İsrail’in “zafer yolunda ilerlemek ve kendisini savunmaktan vazgeçmeyeceğini” ileri süren Netanyahu, UCM’nin kararının “İsrail’in eylemlerini etkilemeyeceğini ancak vahşi terörizm ve kasıtlı saldırılara karşı mücadele eden tüm demokrasilerin liderlerini etkileyeceğini” savundu.
İsrailli Kanal 13 televizyonu, Ulusal Güvenlik Konseyinin, Başbakan Binyamin Netanyahu, Savunma Bakanı Yoav Gallant ve Genelkurmay Başkanı Herzi Halevi hakkında uluslararası tutuklama kararı çıkarılması olasılığını değerlendirdiğini bildirmişti.
Netanyahu’nun UCM’nin muhtemel kararını engellemek için Hollanda, Çek Cumhuriyeti ve Avusturya’dan mevkidaşlarıyla görüşeceği aktarılmıştı.
Bu bağlamda, İsrail Stratejik İşler Bakanı Ron Dermer ve İsrail’in Washington Büyükelçisi Mike Herzog’un, ABD Kongresi ve ABD Başkanı Joe Biden yönetimiyle temaslarda bulunacağı kaydedilmişti.
İsrailli yetkililerin, uluslararası tutuklama kararlarının, alt seviyedeki askerler hakkında değil “politika yapanlar hakkında” çıkmasını beklediği belirtilmişti.

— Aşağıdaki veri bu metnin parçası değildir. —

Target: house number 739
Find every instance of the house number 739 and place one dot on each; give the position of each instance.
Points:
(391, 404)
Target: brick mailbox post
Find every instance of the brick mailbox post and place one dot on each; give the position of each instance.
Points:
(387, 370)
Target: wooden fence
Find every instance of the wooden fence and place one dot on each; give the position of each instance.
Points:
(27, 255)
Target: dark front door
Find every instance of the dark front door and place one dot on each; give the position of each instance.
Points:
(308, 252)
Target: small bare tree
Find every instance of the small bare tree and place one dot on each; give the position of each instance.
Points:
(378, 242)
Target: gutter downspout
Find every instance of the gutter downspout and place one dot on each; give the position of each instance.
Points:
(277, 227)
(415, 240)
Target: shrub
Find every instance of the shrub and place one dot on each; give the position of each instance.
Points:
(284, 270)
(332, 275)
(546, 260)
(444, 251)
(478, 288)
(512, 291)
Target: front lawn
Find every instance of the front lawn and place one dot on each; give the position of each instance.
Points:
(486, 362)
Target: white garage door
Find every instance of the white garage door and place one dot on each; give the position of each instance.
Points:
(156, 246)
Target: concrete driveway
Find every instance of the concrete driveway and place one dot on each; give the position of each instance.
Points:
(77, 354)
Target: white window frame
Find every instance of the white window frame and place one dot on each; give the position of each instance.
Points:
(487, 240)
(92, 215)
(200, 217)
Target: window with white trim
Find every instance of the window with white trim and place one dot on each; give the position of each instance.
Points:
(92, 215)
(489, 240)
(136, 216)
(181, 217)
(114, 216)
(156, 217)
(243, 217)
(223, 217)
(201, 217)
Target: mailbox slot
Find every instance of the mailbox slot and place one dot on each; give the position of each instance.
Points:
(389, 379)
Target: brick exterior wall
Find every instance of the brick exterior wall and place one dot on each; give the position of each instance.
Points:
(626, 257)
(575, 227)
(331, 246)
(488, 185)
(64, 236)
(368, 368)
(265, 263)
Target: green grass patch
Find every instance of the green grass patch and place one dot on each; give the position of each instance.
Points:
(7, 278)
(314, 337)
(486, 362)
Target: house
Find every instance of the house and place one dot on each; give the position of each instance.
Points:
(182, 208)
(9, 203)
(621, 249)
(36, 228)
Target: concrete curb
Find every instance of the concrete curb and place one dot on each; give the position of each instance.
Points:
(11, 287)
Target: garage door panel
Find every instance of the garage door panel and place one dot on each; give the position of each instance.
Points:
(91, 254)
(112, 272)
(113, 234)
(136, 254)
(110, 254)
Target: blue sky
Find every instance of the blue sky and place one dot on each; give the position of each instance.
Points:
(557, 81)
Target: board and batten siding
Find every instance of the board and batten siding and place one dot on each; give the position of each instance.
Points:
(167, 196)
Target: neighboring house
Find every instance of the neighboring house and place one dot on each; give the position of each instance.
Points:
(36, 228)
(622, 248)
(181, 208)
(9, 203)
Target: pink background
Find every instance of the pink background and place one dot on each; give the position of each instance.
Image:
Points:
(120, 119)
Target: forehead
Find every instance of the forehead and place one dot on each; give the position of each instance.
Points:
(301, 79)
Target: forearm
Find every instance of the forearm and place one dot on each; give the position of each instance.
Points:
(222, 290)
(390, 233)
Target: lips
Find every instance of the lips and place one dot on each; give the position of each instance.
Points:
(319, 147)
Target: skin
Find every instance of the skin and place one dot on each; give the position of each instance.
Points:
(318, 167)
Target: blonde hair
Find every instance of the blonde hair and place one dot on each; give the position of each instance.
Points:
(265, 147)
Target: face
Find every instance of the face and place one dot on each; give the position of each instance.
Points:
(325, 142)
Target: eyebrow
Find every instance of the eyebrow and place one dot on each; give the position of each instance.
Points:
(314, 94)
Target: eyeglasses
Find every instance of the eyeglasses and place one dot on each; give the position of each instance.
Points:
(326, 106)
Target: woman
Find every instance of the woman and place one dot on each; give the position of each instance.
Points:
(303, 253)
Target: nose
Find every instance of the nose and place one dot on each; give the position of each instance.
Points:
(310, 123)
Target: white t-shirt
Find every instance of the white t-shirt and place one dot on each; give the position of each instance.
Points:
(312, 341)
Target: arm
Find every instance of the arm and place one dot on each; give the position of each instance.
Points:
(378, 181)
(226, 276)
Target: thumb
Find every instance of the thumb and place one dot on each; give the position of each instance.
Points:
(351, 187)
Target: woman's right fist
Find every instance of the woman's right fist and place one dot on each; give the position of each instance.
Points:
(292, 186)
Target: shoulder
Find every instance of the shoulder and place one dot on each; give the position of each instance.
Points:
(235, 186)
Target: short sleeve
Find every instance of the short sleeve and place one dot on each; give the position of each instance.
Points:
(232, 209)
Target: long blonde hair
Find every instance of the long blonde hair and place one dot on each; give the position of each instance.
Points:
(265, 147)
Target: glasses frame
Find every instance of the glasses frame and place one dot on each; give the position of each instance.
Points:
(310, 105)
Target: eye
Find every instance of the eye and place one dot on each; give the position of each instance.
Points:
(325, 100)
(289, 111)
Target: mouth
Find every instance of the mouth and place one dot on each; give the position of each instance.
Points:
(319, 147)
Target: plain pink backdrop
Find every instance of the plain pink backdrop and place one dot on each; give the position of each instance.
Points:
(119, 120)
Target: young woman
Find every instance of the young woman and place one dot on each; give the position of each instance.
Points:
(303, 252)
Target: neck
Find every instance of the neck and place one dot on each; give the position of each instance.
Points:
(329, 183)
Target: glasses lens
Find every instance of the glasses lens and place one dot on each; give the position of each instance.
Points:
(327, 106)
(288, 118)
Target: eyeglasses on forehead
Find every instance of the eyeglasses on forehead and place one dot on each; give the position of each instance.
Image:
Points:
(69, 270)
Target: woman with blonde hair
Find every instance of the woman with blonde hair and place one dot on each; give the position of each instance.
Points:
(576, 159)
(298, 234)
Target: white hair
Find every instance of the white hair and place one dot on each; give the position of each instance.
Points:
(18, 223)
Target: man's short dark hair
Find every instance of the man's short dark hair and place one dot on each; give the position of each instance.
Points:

UCM’nin uluslararası tutuklama kararı çıkarması durumunda, İsrail’in aralarında “UCM’nin kararına karşı uluslararası düzeyde siyasi kampanya başlatılması” dahil olmak üzere bir dizi “acil önlem alınmasını” onayladığı aktarılmıştı.
İsrail’de yayın yapan Kanal 12’nin 19 Nisan’daki haberinde de UCM’nin Gazze Şeridi’nde savaş suçları işlediği gerekçesiyle Netanyahu ve İsrailli üst düzey yetkililer hakkında uluslararası tutuklama emri çıkarma üzerinde çalıştığı duyurulmuştu.
Güney Afrika’nın başvurusuyla İsrail Uluslararası Adalet Divanı’nda Gazze’deki eylemleri nedeniyle “soykırım” suçlamasıyla yargılanmıştı.
Gazze’de bilanço her geçen gün ağırlaşıyor
İsrail’in 7 Ekim’den bu yana Gazze Şeridi’ne düzenlediği saldırılarda 24 binden fazlası kadın ve çocuk 34 binden fazla Filistinli öldü.
Sağlık sisteminin çökmek üzere olduğu bölgede 77 binden fazla yaralı var, 7 bin kadar kişinin de kayıp olduğu aktarılıyor. Gazze Şeridi içinde 1,9 milyondan fazla Filistinli ise zorla göç ettirildi.
Birleşmiş Milletler Güvenlik Konseyinden 25 Mart’ta geçen “ateşkes kararı” hiçe sayılarak İsrail ordusunun saldırıları devam etti.
Uluslararası toplumdan gelen uyarılara rağmen İsrail makamları, 1,5 milyon kadar Filistinlinin sığındığı Gazze Şeridi’nin güneyindeki Refah’a kara saldırısı başlatılacağı söylemini sürdürüyor.